En ese entorno, el valor del trabajo dejaría de estar determinado por la escasez de talento y comenzaría a fijarse en función del costo computacional para realizar cada tarea.

Quienes posean el capital complementario —infraestructura, datos, chips, algoritmos— estarían en posición de capturar una proporción cada vez mayor de la riqueza global.

La desigualdad se ampliaría, como ya sucede con las grandes tecnológicas. Pero al mismo tiempo, los precios de muchos bienes podrían desplomarse. Todo lo que la IA pueda producir de forma abundante —como software, entretenimiento digital o manufactura automatizada— se abaratará de forma drástica.

La sociedad enfrentaría una paradoja: una abundancia material sin precedentes, coexistiendo con tensiones sociales crecientes por la distribución del ingreso y del poder económico.

Los mercados financieros también sentirían el impacto. Las acciones de las empresas líderes en la carrera de la IA experimentarían repuntes violentos. El apetito por invertir se desbordaría. La necesidad de expandir la infraestructura —centros de datos, redes eléctricas, semiconductores— multiplicaría la demanda de capital.

Pero, al mismo tiempo, los incentivos para ahorrar se reducirían. ¿Por qué postergar el consumo si el ingreso futuro promete ser mucho mayor?

Esto implicaría tasas de interés más elevadas para equilibrar inversión y ahorro, lo cual afectaría el valor de los activos de largo plazo. Algunos modelos económicos sugieren que las tasas de interés subirían punto por punto junto con el crecimiento, lo que implicaría tasas del 20 % o incluso del 30 % anual si el crecimiento económico se acelera a ese nivel.

El impacto sobre la deuda pública, los fondos de pensiones y la estabilidad monetaria sería de proporciones colosales.

Además, esta aceleración traería consigo enormes tensiones políticas. Durante la Revolución Industrial, no existía la democracia de masas; los trabajadores desplazados no podían votar. Hoy, cualquier disrupción que afecte a millones de empleos —incluso si eleva el ingreso promedio— generará una presión inmediata sobre los gobiernos.

Se reabrirá el debate sobre impuestos a los robots, rentas básicas universales y la redefinición del contrato social. Algunos propondrán nacionalizar plataformas tecnológicas o gravar las ganancias extraordinarias del capital. La educación deberá reinventarse por completo, no para competir con la IA, sino para convivir con ella y aprovechar sus ventajas.

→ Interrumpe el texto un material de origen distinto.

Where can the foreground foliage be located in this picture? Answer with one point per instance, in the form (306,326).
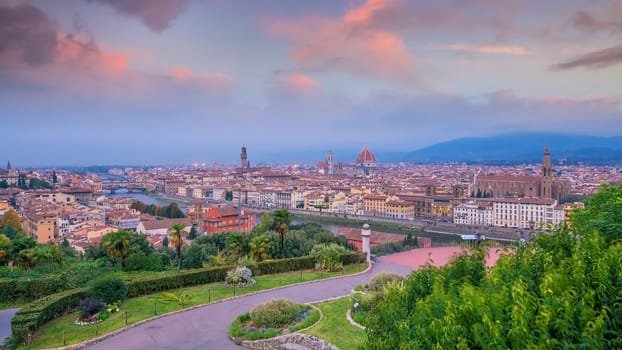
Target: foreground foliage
(561,291)
(273,318)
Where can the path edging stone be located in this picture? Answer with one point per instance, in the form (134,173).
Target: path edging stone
(96,340)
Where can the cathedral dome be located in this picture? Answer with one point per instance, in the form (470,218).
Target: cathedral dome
(366,157)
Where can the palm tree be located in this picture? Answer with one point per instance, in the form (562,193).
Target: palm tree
(117,245)
(236,243)
(177,238)
(259,247)
(282,218)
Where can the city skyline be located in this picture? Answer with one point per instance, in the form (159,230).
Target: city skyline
(172,82)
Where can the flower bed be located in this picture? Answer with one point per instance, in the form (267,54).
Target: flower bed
(239,277)
(272,319)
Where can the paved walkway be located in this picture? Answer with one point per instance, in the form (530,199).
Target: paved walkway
(5,322)
(435,256)
(207,327)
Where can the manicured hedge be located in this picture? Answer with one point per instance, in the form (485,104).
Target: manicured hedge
(174,280)
(40,311)
(28,289)
(153,284)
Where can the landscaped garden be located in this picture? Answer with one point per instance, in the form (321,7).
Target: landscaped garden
(273,318)
(335,327)
(64,331)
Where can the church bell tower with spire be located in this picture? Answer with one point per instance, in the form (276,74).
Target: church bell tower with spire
(244,158)
(547,176)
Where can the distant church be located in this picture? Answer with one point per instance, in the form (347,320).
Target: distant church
(545,186)
(365,164)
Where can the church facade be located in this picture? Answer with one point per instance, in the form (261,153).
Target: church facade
(545,186)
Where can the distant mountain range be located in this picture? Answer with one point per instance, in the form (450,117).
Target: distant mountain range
(517,148)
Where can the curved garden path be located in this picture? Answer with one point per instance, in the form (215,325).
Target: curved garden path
(207,327)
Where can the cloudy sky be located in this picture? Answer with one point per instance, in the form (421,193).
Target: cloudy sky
(177,81)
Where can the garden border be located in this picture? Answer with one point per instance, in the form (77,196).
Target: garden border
(138,323)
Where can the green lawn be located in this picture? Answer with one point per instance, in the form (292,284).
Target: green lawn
(51,334)
(335,327)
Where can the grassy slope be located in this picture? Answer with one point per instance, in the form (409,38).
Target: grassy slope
(51,335)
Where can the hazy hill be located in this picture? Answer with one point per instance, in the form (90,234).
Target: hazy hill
(520,147)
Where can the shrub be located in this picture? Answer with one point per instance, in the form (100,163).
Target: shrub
(40,311)
(109,289)
(328,256)
(142,262)
(90,307)
(380,280)
(275,313)
(239,277)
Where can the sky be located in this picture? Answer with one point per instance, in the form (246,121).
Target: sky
(150,82)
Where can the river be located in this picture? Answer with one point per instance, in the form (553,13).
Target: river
(438,239)
(142,197)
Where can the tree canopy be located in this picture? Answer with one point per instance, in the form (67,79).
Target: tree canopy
(562,290)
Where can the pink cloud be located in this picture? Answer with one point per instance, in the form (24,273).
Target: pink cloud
(490,49)
(39,55)
(300,82)
(347,44)
(179,73)
(155,14)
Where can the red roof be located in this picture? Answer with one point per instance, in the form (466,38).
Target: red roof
(366,156)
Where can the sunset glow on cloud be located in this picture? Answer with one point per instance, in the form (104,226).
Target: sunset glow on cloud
(190,79)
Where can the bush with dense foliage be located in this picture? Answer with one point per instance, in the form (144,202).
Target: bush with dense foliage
(110,289)
(240,276)
(89,307)
(380,280)
(275,313)
(40,311)
(328,256)
(34,286)
(562,290)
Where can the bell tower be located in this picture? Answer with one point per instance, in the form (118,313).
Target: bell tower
(244,158)
(547,175)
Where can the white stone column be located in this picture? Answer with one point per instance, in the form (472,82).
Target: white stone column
(366,236)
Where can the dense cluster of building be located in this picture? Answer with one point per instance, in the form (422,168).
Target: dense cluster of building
(77,206)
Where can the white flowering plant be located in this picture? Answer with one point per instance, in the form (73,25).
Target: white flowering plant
(241,276)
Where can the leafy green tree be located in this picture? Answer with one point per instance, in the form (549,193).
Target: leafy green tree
(142,262)
(259,248)
(5,243)
(18,244)
(193,233)
(40,254)
(92,253)
(21,181)
(11,220)
(410,242)
(328,256)
(282,218)
(265,224)
(117,245)
(140,244)
(562,290)
(194,256)
(178,232)
(237,244)
(603,213)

A pesar de todo, esta revolución ofrece un horizonte luminoso. Dario Amodei, fundador de Anthropic, ha dicho que la IA podría ayudar a curar enfermedades hoy incurables, acelerar el descubrimiento científico y reducir los costos de la energía o los viajes espaciales. Sam Altman, CEO de OpenAI, anticipa que los modelos del próximo año podrían generar ideas científicas verdaderamente novedosas.

Y tanto el FMI como McKinsey sostienen que, con políticas públicas bien diseñadas, la IA podría elevar el PIB mundial en decenas de billones de dólares en las próximas décadas. Incluso sin llegar a la superinteligencia plena, basta con automatizar el 10 o 20 % de las tareas cognitivas para generar un impacto mayúsculo.

Por ello, pensar en la superinteligencia no es un ejercicio de ciencia ficción, sino una necesidad estratégica. Los países que comprendan esta lógica, que inviertan en infraestructura, adapten sus sistemas educativos y diseñen marcos regulatorios inteligentes, estarán mejor posicionados para liderar la próxima gran transformación económica.

Quienes no lo hagan, podrían quedar atrapados en una trampa de bajo crecimiento, fuga de capitales y dependencia tecnológica.

El siglo XXI no estará definido por una nueva guerra fría, sino por una competencia feroz entre empresas y naciones —principalmente Estados Unidos y China— por el control de la inteligencia artificial.

Lo que plantea The Economist es mucho más que una predicción: es una invitación a mirar el futuro con los ojos bien abiertos.

Puede que nuestra inteligencia sea pronto superada. Pero aún está en nuestras manos decidir si esta transformación será caótica o extraordinaria.

La historia demuestra que la humanidad ha progresado cuando ha sabido abrazar la disrupción con sabiduría. Esta vez no debería ser la excepción.

¿Y en México? ¿Seguiremos atrapados en discusiones ideológicas mientras el resto del mundo despega?